Cornelius Weygandt (1912) described from Monroe County, Pa., the appearance of “the Logcock that in late July and early August made the sunset hour more memorable by its passing”:

It was on the evening of July 26 that we first saw him * * * we noticed a large bird flying heron-like toward us. He passed us and made his way onward toward a tall broken-topped gum tree that stood out black against the sunset. He “landed” on its side near the top, woodpecker fashion, and bobbed downtrunk backwards for several yards. The sky was mauve and gold and crimson, and the great bird loomed blacker and bigger than he really was, limned sharply against it. He had not dropped along like the smaller woodpeckers, but had kept on more steadily, very like a heron, with only slight risings and fallings. After a rest on the gum tree of some three minutes he flung himself into the air and dove down into the Buck Hill Gorge.

Vickers (1915) characterizes the bird’s flight as “powerful and straight-forward, his head and neck carrying his powerful beak like a spear * * * [the bird] large as a crow and with a certain short, sturdy, kingfisherlike aspect.”

In general conclusion it may be said that the pileated woodpecker has the habit and manner of a giant, forest-loving flicker.

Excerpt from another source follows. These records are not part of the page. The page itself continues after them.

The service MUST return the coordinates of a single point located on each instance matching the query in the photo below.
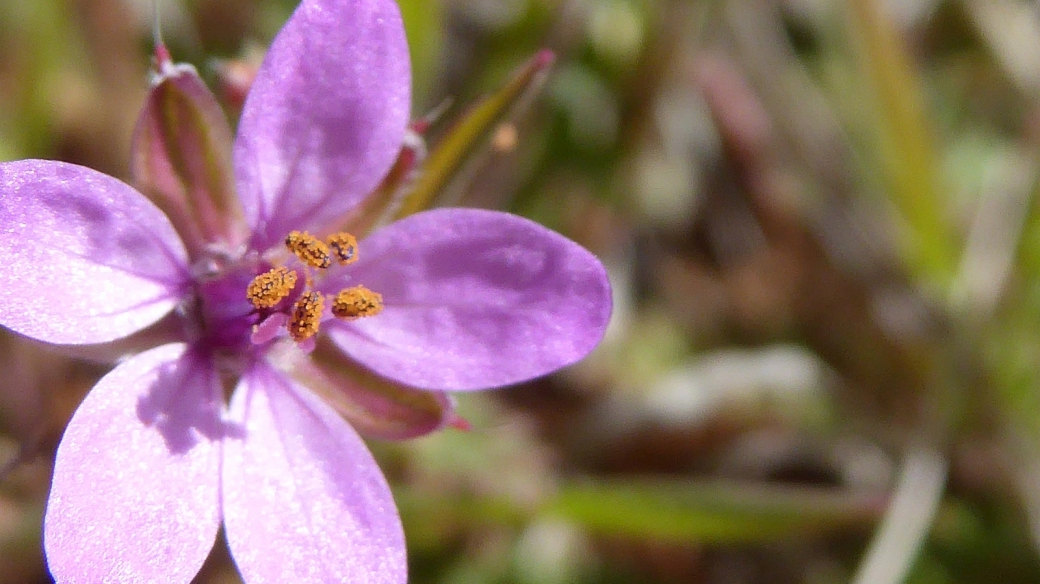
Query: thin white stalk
(907, 522)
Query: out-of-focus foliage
(822, 221)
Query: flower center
(279, 300)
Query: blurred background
(823, 226)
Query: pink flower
(155, 459)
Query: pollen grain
(271, 287)
(352, 303)
(310, 249)
(306, 316)
(344, 246)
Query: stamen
(310, 249)
(269, 288)
(344, 246)
(352, 303)
(306, 316)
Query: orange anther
(352, 303)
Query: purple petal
(304, 501)
(86, 258)
(135, 490)
(373, 405)
(473, 299)
(326, 116)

Voice.—Throughout the greater part of the year the pileated woodpecker is a relatively silent bird, but during the nesting season drumming and calling are frequent. The usual call is a cackle, resembling that of the flicker, though louder and of more sonorous quality. The “song” of the white-breasted nuthatch so far resembles it in pitch and tempo that a nuthatch near at hand may, for an instant, suggest the woodpecker far away. The ka, ka, ka of the woodpecker’s cackle is variable in quality, in speed of iteration, and in continuity, and seems to be expressive, sometimes of alarm, sometimes of companionship, sometimes of contentment. Aretas A. Saunders (1935) has noted that often there is rise in pitch at the beginning of a rendition and a slight fall at the end; and Samuel Scoville, Jr. (1920), distinguishing this from the flicker’s similar call, has remarked on “a queer little quirk at the end.” When a pair of birds cackle in alternation, as commonly they do, a difference in pitch will be noted; but whether that be a constant sexual difference, or a matter of individuality merely, I cannot say.

In the nesting season the mated birds have another flickerlike wuck-a-wuck call that seems to be peculiarly associated with their conjugal relationship. They use it in courtship and when they relieve one another in attendance at the nest.

Dr. Sutton (1930) mentions yet another call and describes it as “whining notes, suggesting the mew of the yellow-bellied sapsucker.” But it is more than that. It is a loud cry, that resembles the scream of a hawk. It is commonly reiterated slowly in five or six repetitions. Unless one were to follow the sound and discover its source, he would hardly impute it to this bird. It too, I believe, is a call peculiar to the nesting season.

When the bird is in flight a slowly uttered puck, puck may sometimes be heard, and sometimes what for lack of a better term may be called a creaking of the moving wings.